From a reactive service mindset to a reliability driven consumer experience — How we realized stability across all digital channels

Vikalp Yadav
adidoescode
Published in
4 min readOct 21, 2021

On a regular day, over a million consumers spanning across the globe browse and purchase products from the adidas online store. With consumers’ lives becoming more and more digitally centered, online is evolving from being just another distribution channel to completely redefining the consumer-brand-relationship. Running a global eCom business at scale has its challenges. Yet, our consumers enjoy one of the smoothest and reliable online experience while shopping with us. Behind the scenes, are a team of Site Reliability Engineers (SRE) who enable this stable end to end shopper journey by orchestrating a highly complex system to reduce friction points across our digital services before consumers even experience them. Our heroes — the Site Reliability Engineers are setting the foundation for growth as we scale our eCom business to € 9bn revenue by 2025.

Learn here how we approached the journey from a reactive service mindset to a stability driven consumer experience, and hopefully draw inspirations for your personal engineering challenges.

Rising Complexity:

As digital services enhance and increase in number, the complexity of the digital landscape rises equally. Below the surface of our online store and apps, reveals a huge mechanism of small wheels operating as one. As our digital platform is built on a microservices based architecture, we need to ensure operational excellence while maintaining.

  • 1.5 million Requests per second
  • >3,000 orders per minute.
  • 22000 K8s
  • A complex mix of 200 plus payment methods
  • 450 million Lines of code changing continuously with multiple deployments per day
  • 3 billion Logs per day to be process for smart alerting

“Everything is connected” creating the smooth experience our consumers have when they shop with us.

Our Vision is clear and simple:

Ensure a frictionless and premium shopping experience for our consumers across all digital channels.

The imperative for Change:

We have a complex microservice based ecosystem has evolved over a period of multiple years. This coupled with a transformation to a product led organization, brings challenges which of its own.

  • Many feature teams running agile Development in a fast-paced environment. The team tend to drift away from the End-to-End consumer experience, often focusing on individual silos.
  • In a high revenue growth environment, Stability and Reliability related backlogs often gets de-prioritized when compared to releases of new and sexy features.
  • The technical skills of a traditional support engineer no longer suffices the skill requirements. There’s a need for a Superman who knows it all.

Realizing these challenges is a first step and requires a honest reflection of the current set-up. Moving to a stability-driven approach is a journey and it starts here.

Rising to the Challenge With SRE :

In order to overcome the outlined challenges we have taken a leaf out of Google’s playbook and established an industry-leading practice tailored it to our specific needs: The concept of Site Reliability Engineering (SRE).
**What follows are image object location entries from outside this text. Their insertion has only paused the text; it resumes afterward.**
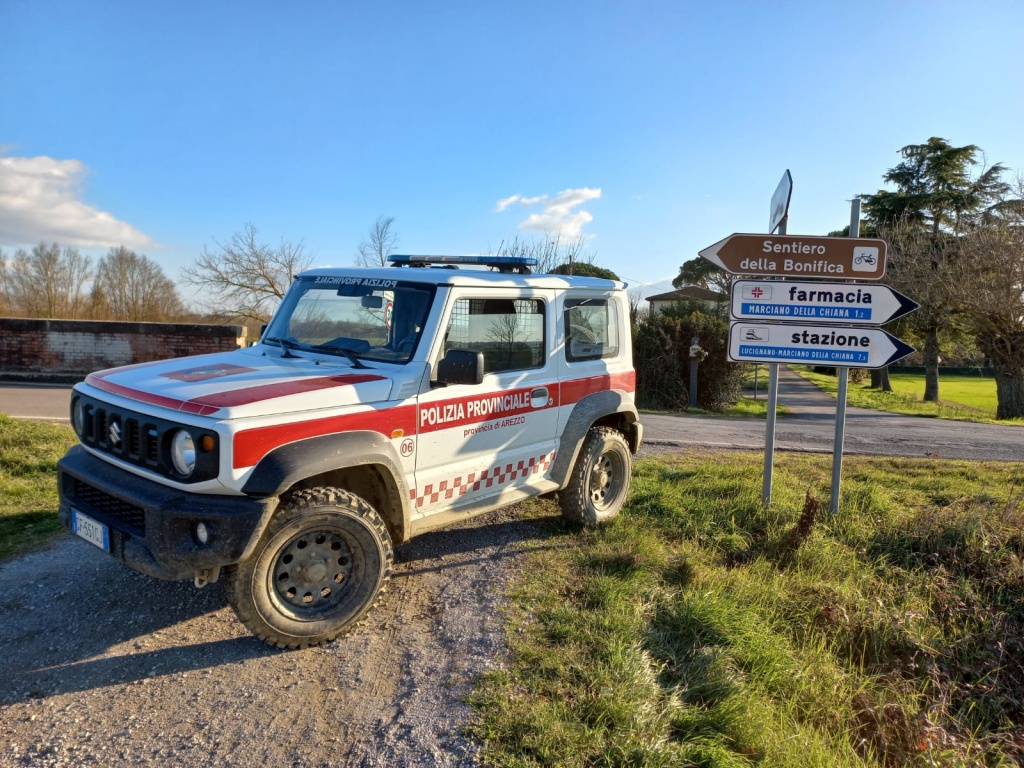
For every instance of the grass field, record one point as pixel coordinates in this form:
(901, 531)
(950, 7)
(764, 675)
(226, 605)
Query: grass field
(700, 630)
(962, 397)
(29, 453)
The idea of SRE is to put a system in place that enables us to create scalable and highly reliable software systems and sites. It’s less about reacting to issues when they occur and more about proactively preventing them from happening in the first place. Our Site Reliability Engineers make sure that all possible incidents never see the light of day.

Key Success Factors

We learned by doing and as a result established a successful process that automatically measures and evaluates the dependencies between different aspects of the consumer journey. On the way we experienced essential factors to success

Observability: Its of utmost importance to have a plan in place to move from reactive detection to AIOPS driven predictive detection.

Resilience: Set up failovers and graceful degradation for critical aspects of the online shopping experience before they have an outage. Think in terms of scenarios and prepare solutions for them.

Security: Cyber security is uncompromisable. BOTs are a menace for products with high brand heat. Plan to protect Hype drops (special and limited-edition product launches).

Release excellence: Majority of the bugs are injected post a release internal or from 3rd parties. Have a transparent error budget driven process to drive excellence.

The secret ingredient — A killer KPI

Above all, the secret ingredient is to identify a KPI that connects business and technical view in a holistic objective. For us the KPI % Revenue bleed / net sales (killer KPI) brought all our teams to the same table.

The evolution from a traditional KPIs like %System availability and number of P1s within 95% SLA to a much more advanced measure of mean time to detect (MTTD), mean time to restore (MTTR) was not enough. Evolution and adoption of killer KPI ensured that all these supporting KPIs came together. This killer KPI now acts a single currency of prioritization for bottom line driven initiatives and Backlogs.

Not quite the end:

Today, we are amongst the top ten percent of organizations practicing such an advanced level of SRE maturity. The Killer KPIs has dropped by more than a half over the last two years. Site Reliability is now an intrinsic to the ways of working that will drive us to 9 billion in 2025.

The journey is not over yet, but the most important achievement is the change in the mindset that engrains Reliability as a way of life.

This is not an official project report, this article is the author’s personal view and does not represent the opinion, strategy or goals of the company.

--

--